Would Barbour consider being McCain’s running mate if asked by the nominee-to-be? Although not quite ruling this out, the Mississippian jokes that “if John McCain needs me to carry this part of the country, he’s in trouble.” Or will Haley beg off by citing the post-Hurricane Katrina rebuilding work he is still overseeing and how he has convinced business to invest in a state that has suffered a labor shortage on the Mississippi Gulf Coast since three months after the worst natural disaster in U.S. history?
But the talk of a “McCain-Barbour” ticket continues, in large part because of the nationwide network of Barbour friends who keep in touch with him and each other.
A Pol Yet An Issues Man
When I spoke to Gov. Barbour on May 12, the day before the special U.S. House race in Mississippi’s 1st District, he gave some hard-nosed analysis of the nationally watched contest his party would lose the following day: “We had a highly contested primary that was won by less than 1% of the vote. [Republican nominee] Greg Davis is a very good man but he’s from the wrong part of the district, where there are fewer people, and the Democrats nominated someone who’s more from the center of the district [which is more populous]. The Democrats are trying to say this race is geographic, it’s regional, because if they know it’s about issues and philosophy, they’ll get beat. It’s going to be close.” [Democrat Travis Childers beat Davis with about 54% of the vote.]
This is the Haley Barbour that most of people outside Mississippi know: the canny political operative with a grasp of how elections are won or lost. A graduate of the University of Mississippi and its law school, Barbour has been crunching numbers about voters since he was state director of the U.S. Census Bureau in 1969-70. He was executive director of the state Republican Party in the 1970s when the GOP was still the underdog in Mississippi and ran a losing bid for the Senate in 1982. He helped move his state into the solidly Republican column as its GOP national committeeman from 1984-98.
But, much like Richard Nixon, Barbour meshes an encyclopedic knowledge of grass-roots politics with a solid understanding of issues.
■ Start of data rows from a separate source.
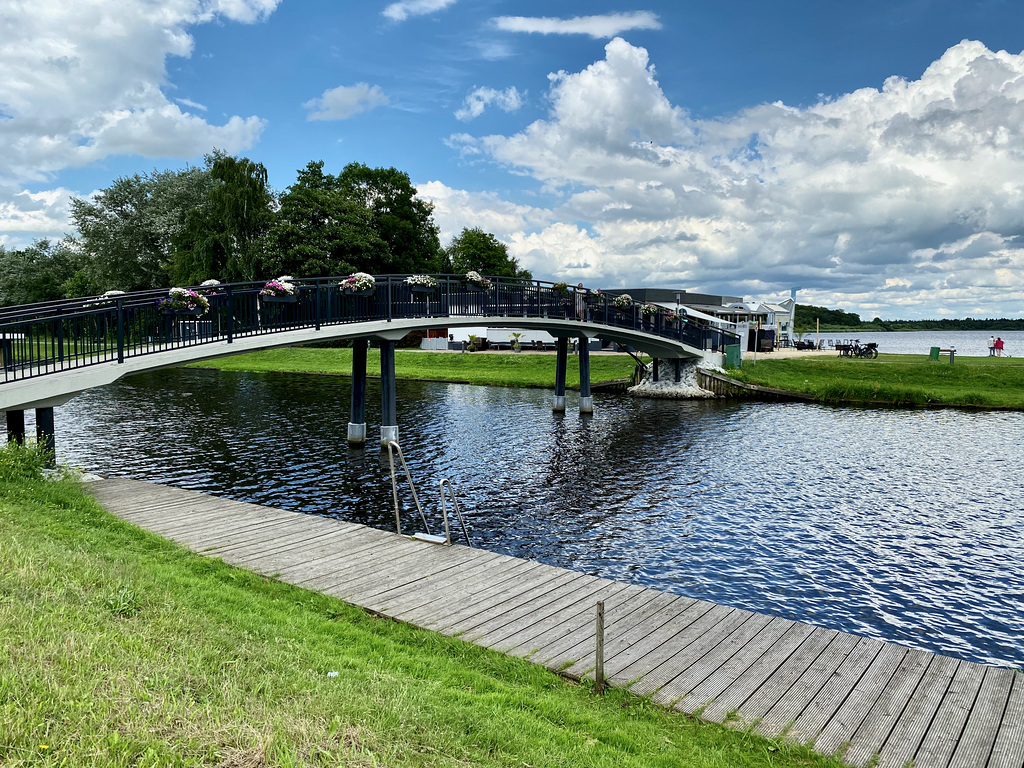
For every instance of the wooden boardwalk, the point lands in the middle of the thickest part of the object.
(859, 698)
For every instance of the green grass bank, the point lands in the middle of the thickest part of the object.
(523, 370)
(895, 380)
(119, 648)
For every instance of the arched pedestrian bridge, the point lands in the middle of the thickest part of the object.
(54, 350)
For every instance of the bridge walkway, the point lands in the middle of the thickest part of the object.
(859, 698)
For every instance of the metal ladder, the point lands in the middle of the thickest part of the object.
(393, 446)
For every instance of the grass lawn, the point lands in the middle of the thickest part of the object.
(119, 648)
(524, 370)
(896, 379)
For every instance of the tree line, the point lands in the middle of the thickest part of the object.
(807, 315)
(222, 221)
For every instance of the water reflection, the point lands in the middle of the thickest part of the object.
(902, 525)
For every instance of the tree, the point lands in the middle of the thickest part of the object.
(127, 229)
(402, 222)
(321, 231)
(42, 271)
(479, 251)
(223, 237)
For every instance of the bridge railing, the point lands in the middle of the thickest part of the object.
(40, 339)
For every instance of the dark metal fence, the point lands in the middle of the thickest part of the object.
(40, 339)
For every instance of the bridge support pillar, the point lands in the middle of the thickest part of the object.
(44, 434)
(389, 408)
(586, 400)
(357, 411)
(15, 426)
(561, 359)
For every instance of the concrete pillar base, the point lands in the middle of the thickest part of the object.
(356, 433)
(388, 434)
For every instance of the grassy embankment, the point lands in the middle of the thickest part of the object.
(895, 379)
(119, 648)
(523, 370)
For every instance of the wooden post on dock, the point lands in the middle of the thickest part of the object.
(357, 411)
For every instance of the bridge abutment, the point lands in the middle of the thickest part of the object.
(357, 410)
(561, 360)
(15, 426)
(389, 410)
(586, 399)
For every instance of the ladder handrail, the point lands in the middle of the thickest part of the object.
(394, 487)
(458, 512)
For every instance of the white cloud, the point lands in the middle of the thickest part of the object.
(401, 10)
(597, 27)
(83, 81)
(920, 181)
(345, 100)
(478, 99)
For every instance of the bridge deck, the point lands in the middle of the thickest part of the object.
(856, 697)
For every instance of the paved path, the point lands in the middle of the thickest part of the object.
(860, 698)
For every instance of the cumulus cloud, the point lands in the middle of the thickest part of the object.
(478, 99)
(596, 27)
(401, 10)
(85, 81)
(345, 101)
(918, 182)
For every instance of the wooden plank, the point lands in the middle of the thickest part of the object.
(691, 642)
(573, 647)
(469, 594)
(887, 710)
(940, 740)
(975, 744)
(732, 697)
(854, 710)
(636, 658)
(487, 598)
(731, 668)
(556, 605)
(909, 731)
(1009, 749)
(558, 625)
(445, 579)
(829, 697)
(515, 606)
(693, 670)
(815, 670)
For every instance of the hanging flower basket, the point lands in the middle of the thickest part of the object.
(359, 284)
(184, 302)
(476, 283)
(421, 285)
(281, 291)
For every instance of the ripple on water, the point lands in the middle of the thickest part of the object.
(896, 524)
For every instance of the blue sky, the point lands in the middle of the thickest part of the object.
(870, 154)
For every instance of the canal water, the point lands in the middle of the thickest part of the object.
(903, 525)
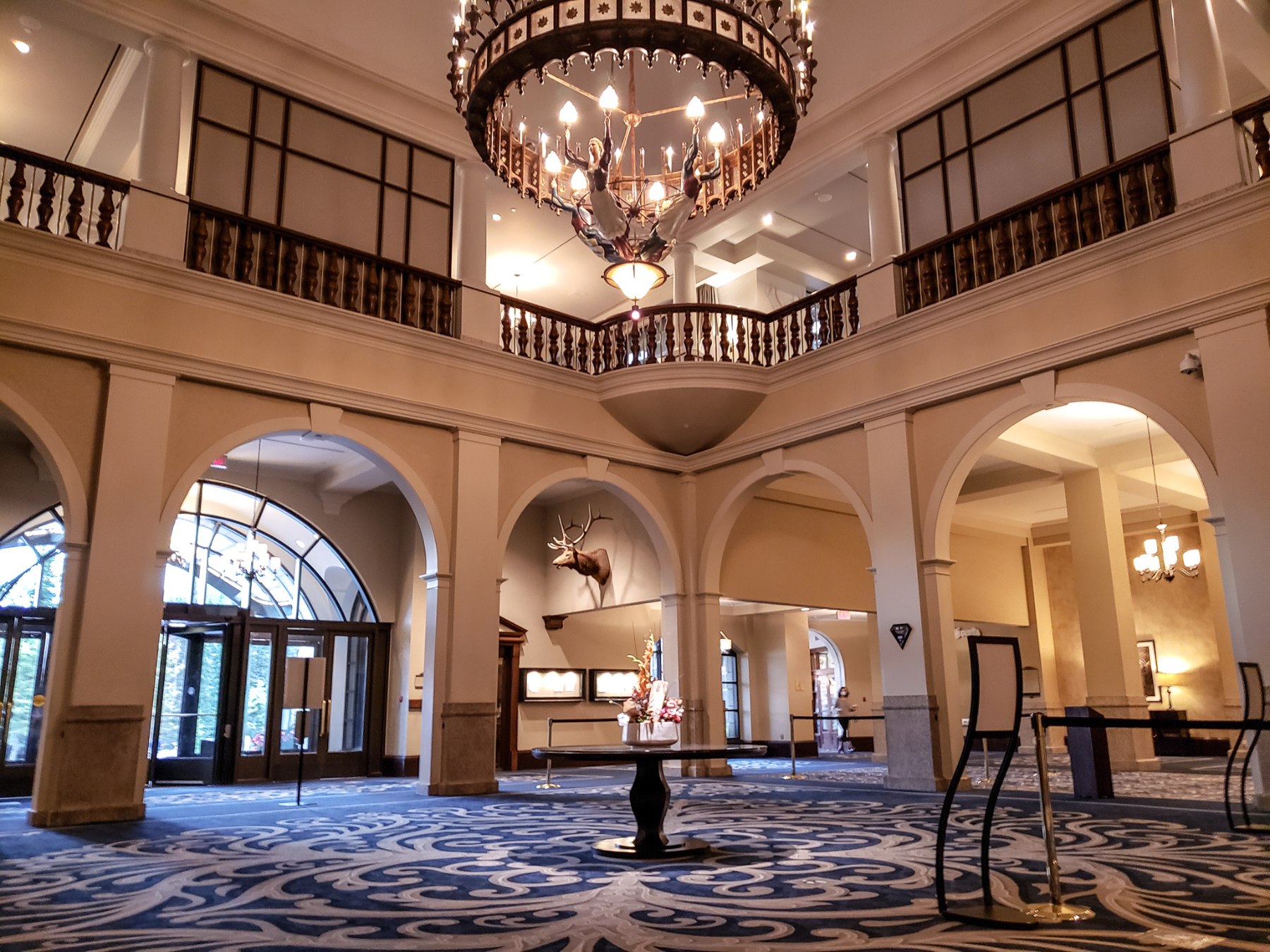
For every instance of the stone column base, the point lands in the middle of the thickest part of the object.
(912, 749)
(1130, 749)
(97, 768)
(468, 740)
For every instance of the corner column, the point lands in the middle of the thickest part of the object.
(457, 747)
(1105, 611)
(479, 307)
(1236, 355)
(93, 755)
(920, 690)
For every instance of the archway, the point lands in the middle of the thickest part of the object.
(1044, 518)
(568, 633)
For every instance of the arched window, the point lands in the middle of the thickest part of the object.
(234, 547)
(32, 561)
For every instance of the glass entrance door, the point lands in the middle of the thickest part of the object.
(188, 710)
(25, 642)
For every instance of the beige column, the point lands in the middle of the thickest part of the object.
(920, 702)
(1236, 355)
(685, 260)
(93, 757)
(1105, 611)
(479, 306)
(885, 239)
(456, 755)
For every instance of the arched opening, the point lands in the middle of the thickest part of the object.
(799, 604)
(292, 550)
(1054, 537)
(573, 618)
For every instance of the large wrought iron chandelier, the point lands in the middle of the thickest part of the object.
(628, 192)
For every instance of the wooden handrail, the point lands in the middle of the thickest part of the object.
(63, 168)
(1054, 193)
In our May interview, the governor proudly recounted to me how “we just got another budget through [the legislature] without any tax increase.” When we spoke shortly after his re-election last year, Barbour recalled how “I told people a few thousand times when I was running for governor [in 2003, against Democratic incumbent Ronnie Musgrave], I was against raising anybody’s taxes. And I meant it.”
Facing a Democratic legislature after taking the oath as governor, Barbour told HUMAN EVENTS colleague Allan Ryskind and me, he was worried that “if I agreed to any tax increase, before you know it, the legislature would, a week later, pass another tax increase and before it was over, they’d want seven tax increases if I caved on any one. The second year I was governor, the house passed a cigarette tax increase, which, of course, was very popular and, within a week — this is before the senate acted — they’d passed literally $55 million of fee increases. And then I said that I would veto that, too. And, of course, the senate never even took them up.”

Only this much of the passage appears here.